The Conspiracy Theorists Who Sabotaged the Convention on Biological Diversity
How the United States became the treaty's last major holdout.
On September 30, 1994, Republican Sen. Kay Bailey Hutchinson of Texas rose to address her Senate colleagues. The Senate was about to vote on a measure to ratify the Convention on Biological Diversity, an international treaty most nations had signed at the Earth Summit in Rio more than two years earlier.
The Convention has three broad goals: conservation of biological diversity, sustainable use of that diversity, and equitable sharing of the benefits of any technologies developed from its genetic material. Like most treaties, the Convention doesn’t prescribe policies, leaving the how and when of achieving its goals to later negotiations. Even so, President George H.W. Bush — who had campaigned as “the environmental president” — had declined to sign the treaty in Rio, citing concerns that participation would hamper the growth of the U.S. biotechnology industry.
Six months after the Earth Summit, Bush was out of office, and in June 1993 President Bill Clinton signed the Convention on behalf of the United States. The following June, members of the Senate Foreign Relations Committee voted 16 to 3 in favor of ratifying the treaty. If two-thirds of the Senate affirmed the committee’s position, the treaty would be fully ratified and the United States would be legally bound to pursue its goals.
The drive to ratification was interrupted by Hutchinson, who accompanied her September 30 remarks with several oversized, luridly color-coded maps that illustrated what ratification “might mean” for the nation. “I do not know if they are accurate yet,” she said of the maps, “but that is my point. Neither do the proponents of this treaty.”
I do not know if they are accurate yet. Decades before Donald Trump perfected it, Hutchinson deployed the “many people are saying” strategy against the Convention on Biological Diversity.
And the maps weren’t just inaccurate; they were fictional.

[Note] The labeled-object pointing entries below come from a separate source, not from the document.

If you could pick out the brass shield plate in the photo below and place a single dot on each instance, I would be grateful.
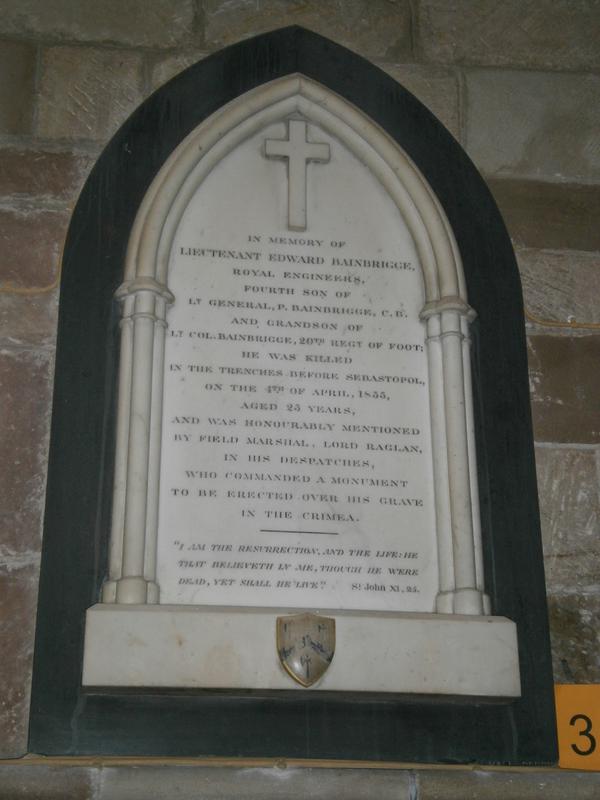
(305, 644)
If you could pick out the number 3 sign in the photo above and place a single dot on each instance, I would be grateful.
(578, 722)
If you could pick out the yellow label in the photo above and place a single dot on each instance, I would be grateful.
(578, 723)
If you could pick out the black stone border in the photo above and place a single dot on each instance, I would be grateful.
(65, 719)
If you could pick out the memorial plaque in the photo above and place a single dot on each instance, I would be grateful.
(291, 497)
(296, 463)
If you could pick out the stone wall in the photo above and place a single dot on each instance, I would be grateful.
(518, 84)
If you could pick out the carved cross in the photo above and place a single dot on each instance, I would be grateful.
(298, 152)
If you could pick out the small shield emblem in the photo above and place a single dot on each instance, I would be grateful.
(305, 644)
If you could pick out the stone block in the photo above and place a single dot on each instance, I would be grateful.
(506, 785)
(216, 783)
(146, 23)
(28, 319)
(534, 125)
(25, 392)
(166, 67)
(570, 516)
(41, 173)
(17, 74)
(373, 28)
(569, 500)
(46, 782)
(87, 93)
(32, 243)
(18, 597)
(550, 216)
(575, 637)
(562, 285)
(565, 387)
(435, 87)
(546, 34)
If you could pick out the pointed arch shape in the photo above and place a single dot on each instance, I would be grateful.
(146, 295)
(70, 718)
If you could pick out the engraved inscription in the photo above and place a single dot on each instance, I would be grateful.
(296, 457)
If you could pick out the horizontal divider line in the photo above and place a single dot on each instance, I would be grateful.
(317, 533)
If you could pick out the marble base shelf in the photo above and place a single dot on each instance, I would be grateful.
(214, 647)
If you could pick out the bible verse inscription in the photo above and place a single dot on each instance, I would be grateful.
(296, 458)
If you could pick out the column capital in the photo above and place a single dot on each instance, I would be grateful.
(448, 303)
(143, 283)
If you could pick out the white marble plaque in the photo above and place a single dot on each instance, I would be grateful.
(296, 466)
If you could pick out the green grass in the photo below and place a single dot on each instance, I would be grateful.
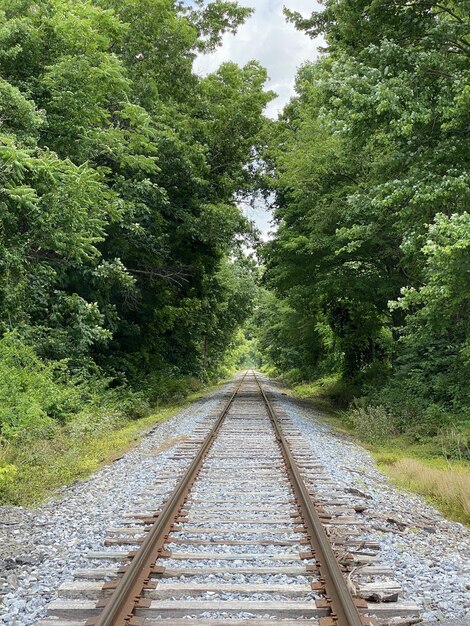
(417, 466)
(38, 469)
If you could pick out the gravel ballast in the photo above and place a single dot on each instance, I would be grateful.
(39, 548)
(430, 556)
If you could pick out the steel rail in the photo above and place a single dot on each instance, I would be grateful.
(343, 609)
(119, 609)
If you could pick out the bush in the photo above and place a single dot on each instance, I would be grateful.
(7, 476)
(373, 424)
(32, 394)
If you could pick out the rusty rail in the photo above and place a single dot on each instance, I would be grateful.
(343, 609)
(118, 609)
(127, 596)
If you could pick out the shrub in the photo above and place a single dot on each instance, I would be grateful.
(373, 423)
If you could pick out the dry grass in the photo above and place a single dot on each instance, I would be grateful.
(448, 487)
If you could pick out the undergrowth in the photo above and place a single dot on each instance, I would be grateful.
(57, 427)
(435, 465)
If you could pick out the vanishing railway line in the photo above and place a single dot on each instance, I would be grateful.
(239, 533)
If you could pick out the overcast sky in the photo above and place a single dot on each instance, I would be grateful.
(277, 45)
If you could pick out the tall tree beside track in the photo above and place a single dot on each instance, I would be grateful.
(120, 168)
(370, 169)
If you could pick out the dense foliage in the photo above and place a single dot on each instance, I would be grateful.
(121, 244)
(369, 162)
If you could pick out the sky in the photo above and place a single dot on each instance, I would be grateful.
(278, 46)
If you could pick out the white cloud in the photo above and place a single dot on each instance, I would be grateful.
(278, 46)
(269, 39)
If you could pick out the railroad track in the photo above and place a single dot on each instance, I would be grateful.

Created by Maine property-rights activist Michael Coffman, they were inspired by a conspiracy theory that linked the treaty’s vague call to “promote environmentally sound and sustainable development in areas adjacent to protected areas” with a paragraph about habitat fragmentation in a draft United Nations report on biodiversity and the mission statement of the Wildlands Project, a small group of scientists and environmentalists calling for “the establishment of a connected system of reserves” in North America.
Got that?
None of these disparate bits of information was a mandate of any kind. But to Coffman and his allies, who had deluged Senators with phone calls, letters, and faxes all summer, they constituted a devious international plan to confiscate private land. Coffman’s maps “simulated” the implications:
Hutchinson and other Senate Republicans had already expressed their opposition to ratification. The maps, however, were a fever dream worth a thousand words. (They would remain in circulation, stoking right-wing opposition to the Wildlands Project well into the 2000s.) The ratification vote, scheduled for the afternoon of September 30, was canceled by Senate Majority Leader George Mitchell, a Democrat from Maine. It has never been rescheduled.
This week, the countries participating in the Convention on Biological Diversity are meeting in Cali, Colombia for their sixteenth formal conference. The United States remains the world’s last major holdout, and in Cali, U.S. representatives are relegated to the sidelines. I don’t need to tell you that global biodiversity continues to decline.
Coffman and his allies were fringe characters, but they succeeded in part because their basic beliefs were, and are, shared by many in the U.S. political establishment. In this worldview, any limits on absolute economic freedom for corporations and property owners — from laws banning child labor and air pollution to treaties intended to prevent global ecological collapse — pose a threat to political freedom.
Historians Naomi Oreskes and Erik Conway, in their eye-opening 2023 book The Big Myth, trace the development of this “market fundamentalism” from the early 20th century through the present day, documenting its disastrous consequences for social and environmental policies. They write:
Market fundamentalism perpetuates a mistake in categories, conflating capitalism, which is an economic system, with democracy, which is a political system. We think that the properly framed choice is not capitalism versus tyranny; it is democracy versus tyranny, and well-regulated capitalism versus poorly regulated capitalism. Whether its advocates were cynical or sincere, market fundamentalism has hobbled our response to a host of problems that face us today, threatening our wellbeing and even the prosperity that markets are designed to deliver. The rhetoric of the magic of the marketplace made meaningful alternatives disappear.
As the negotiations in Cali stumble toward their conclusion, U.S. voters are preparing to choose not only between tyranny and democracy but between market fundamentalism and a fuller view of freedom. And in such freedom is nothing less than the preservation of the world.
I heard the historian Timothy Snyder talking about his new book, On Freedom, which sounds like it nicely converges with your point in the final paragraph, "a fuller view of freedom."
Thank you for bringing these important topics to our attention and for defining terms that are often mis-used. Your clarity and detail are appreciated.